Car vs Motorcycle vs Jet: My Advice On Career Progression

A few months ago I wrote a blog about career tips which was written as a contribution to the organisational marketing initiative. However, I had also conducted a session 4 years ago in my organisation about career guidance/advice for youngsters.

I remembered that today while talking to a friend about the same topic and thought of writing this post. It was about career progression. I use the same example in my MBA class as well and the analogy I use is that of the Youtube video below involving a race between a car, a motorcycle and a jet.

The three vehicles start at the same place and bike starts off with a great speed and zooms past the car and the jet is nowhere near. Since we know the three vehicles we know their relative strengths. But imagine if these were tiny, indistinguishable dots that were moving on a screen, and if we had taken a snapshot after first few seconds, we would have declared the bike dot as the winner! However, if we allow enough runway (literally and figuratively), the powerful jet would emerge as an undisputed winner! So what matters is the inherent strength of the jet which is far superior than a car or a bike. However, if anybody (including the jet itself) tries to judge after initial few seconds they would do injustice to the “potential” of jet.

Another point of view is that the bike should not think that it was once at par with the jet and even in lead initially; then how come jet left it so behind in the race. Was it bad luck of the bike or some kind of good luck/favouritism towards the jet?

I used this analogy for career progression. We should look at careers in the same way. We should not judge too early just because someone had an easy or smooth start and got ahead initially. The career runway is long enough for allowing us opportunity to maximise our potential. Secondly, (thinking like a bike) just because someone was our peer and at the same point at some juncture, it doesn’t mean that the status would remain the same forever. If someone zooms past us, don’t blame it on bad luck for us and mere good luck for the other person.
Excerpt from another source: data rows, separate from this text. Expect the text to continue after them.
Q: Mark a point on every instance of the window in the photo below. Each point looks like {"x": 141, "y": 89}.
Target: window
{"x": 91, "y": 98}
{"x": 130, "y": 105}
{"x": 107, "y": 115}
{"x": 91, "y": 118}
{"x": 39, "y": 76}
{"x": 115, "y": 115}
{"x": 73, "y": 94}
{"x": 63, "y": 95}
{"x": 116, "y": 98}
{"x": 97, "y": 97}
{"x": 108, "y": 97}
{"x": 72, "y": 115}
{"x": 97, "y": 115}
Yes, the luck does play a role – and often a big role! However, what also matters is the inherent strength (capability) we possess or groom (the engine) and also our appetite to run the long haul (the runway or career span). It depends on the choices you make, the constraints you work under and the appetite/hunger you have for success/growth.

So my advice would be to have a longer runway (long-term view of the career) and a superior and continuously upgraded engine (continuous learning/upskilling) and then wait for the right moment to accelerate!